Laboratory of Protein Biochemistry, Institute of Chemistry and Biochemistry, Department of Biology, Chemistry and Pharmacy, Freie Universität Berlin, Berlin, Germany.
Division of Infection Pathogenesis, TUM School of Life Sciences, Technical University of Munich, Freising, Germany.
Methods Mol Biol. 2023;2673:89-109. doi: 10.1007/978-1-0716-3239-0_6.

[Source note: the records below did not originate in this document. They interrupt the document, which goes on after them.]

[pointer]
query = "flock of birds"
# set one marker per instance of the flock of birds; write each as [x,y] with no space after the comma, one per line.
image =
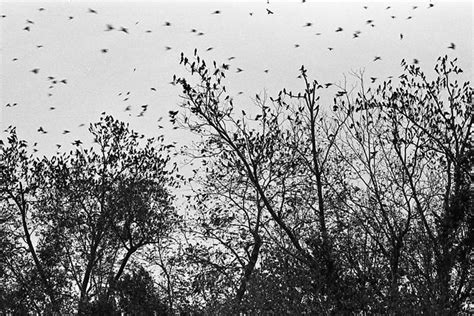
[55,82]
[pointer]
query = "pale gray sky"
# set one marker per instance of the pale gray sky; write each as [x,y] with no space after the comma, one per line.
[139,60]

Antigen complexity represents a major challenge for scoring CD4+ T cell immunogenicity, a key hallmark of immunity and with great potential to improve vaccine development. In this chapter, we provide a comprehensive picture of a pipeline that can be applied to virtually any complex antigen to overcome different limitations. Antigens are characterized by Mass Spectrometry to determine the available protein sources and their abundances. A reconstituted in vitro antigen processing system is applied along with bioinformatics tools to prioritize the list of candidates. Finally, the immunogenicity of candidate peptides is validated ex vivo using PBMCs from HLA-typed individuals. This protocol compiles the essential information for executing the whole pipeline while focusing on the candidate epitope prioritizing scheme.
抗原复杂性是评估 CD4+ T 细胞免疫原性的主要挑战,这是免疫的一个关键标志,具有极大的潜力来改进疫苗的开发。在这一章中,我们提供了一个可以应用于几乎任何复杂抗原的综合方案,以克服不同的限制。通过质谱分析来确定可用的蛋白质来源及其丰度,对抗原进行特征描述。应用重建的体外抗原处理系统和生物信息学工具对候选物进行优先级排序。最后,使用 HLA 分型个体的 PBMC 进行候选肽的免疫原性的体外验证。本方案编译了执行整个方案的必要信息,同时重点介绍了候选表位优先级排序方案。